若年者の両側臼蓋形成不全股で、右側は進行期・左側は初期股関節症でした。


まだかなりの若年で股関節の適合性もさほど悪くないため、左側は寛骨臼回転骨切術(RAO)の適応があります。しかし両股関節部痛で日常生活がかなり制限されているため、まずは荷重肢を作る目的で右THAを施行しました。


反対側はRAOの施行を前提としているので、約5-10mmの脚短縮が予想されます。したがって今回のTHAでは極力脚延長しないようにインプラントを設置しなければなりませんでした。


THAだけを考えると原臼蓋の高位にカップを設置するのが鉄則ですが、脚長を考えると悩ましいです。しかし若年者なので長期成績を考えて、やはりカップはセオリー通りに原臼蓋設置としました。

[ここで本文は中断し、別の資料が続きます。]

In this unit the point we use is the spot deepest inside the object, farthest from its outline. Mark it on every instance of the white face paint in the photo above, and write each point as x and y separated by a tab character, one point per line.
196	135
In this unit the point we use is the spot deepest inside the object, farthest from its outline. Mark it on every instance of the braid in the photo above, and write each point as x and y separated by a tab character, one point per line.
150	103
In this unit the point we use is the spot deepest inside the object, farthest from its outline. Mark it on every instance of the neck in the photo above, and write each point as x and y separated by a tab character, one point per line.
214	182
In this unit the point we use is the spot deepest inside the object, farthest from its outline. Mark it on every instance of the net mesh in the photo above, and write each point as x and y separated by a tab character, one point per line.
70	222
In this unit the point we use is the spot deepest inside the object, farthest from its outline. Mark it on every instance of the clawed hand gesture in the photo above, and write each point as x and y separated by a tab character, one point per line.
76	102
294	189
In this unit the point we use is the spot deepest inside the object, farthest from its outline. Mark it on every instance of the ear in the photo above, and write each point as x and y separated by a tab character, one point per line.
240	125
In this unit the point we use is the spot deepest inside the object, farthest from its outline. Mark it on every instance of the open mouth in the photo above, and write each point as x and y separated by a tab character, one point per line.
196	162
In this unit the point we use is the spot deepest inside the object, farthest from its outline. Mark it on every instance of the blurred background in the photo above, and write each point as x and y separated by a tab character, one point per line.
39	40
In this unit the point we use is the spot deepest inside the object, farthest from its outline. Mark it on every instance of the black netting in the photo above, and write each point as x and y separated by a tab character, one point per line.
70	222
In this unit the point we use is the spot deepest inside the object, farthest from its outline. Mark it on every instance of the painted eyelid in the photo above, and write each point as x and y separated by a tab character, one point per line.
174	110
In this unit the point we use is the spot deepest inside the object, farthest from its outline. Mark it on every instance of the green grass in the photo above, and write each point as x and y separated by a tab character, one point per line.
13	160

大腿骨頚部骨切りを多めに施行して可能な限り短いネックを選択するつもりでしたが、脱臼しない安定した股関節を獲得するために、術前と比べて5mm程度の脚延長となりました。


両側THAであれば完璧な術後単純X線像なのですが、反対側がRAO前提の場合にはもう少し脚延長を抑えたいところです・・・。そうは言っても脱臼すると元も子もないので、5mm程度の脚延長は仕方ないかなと思います。


蛇足ですが、若年者の臼蓋形成不全股は①出血量が多い ②若年者といえども骨質が悪い という特徴があります。したがってリーミングには注意が必要でしょう。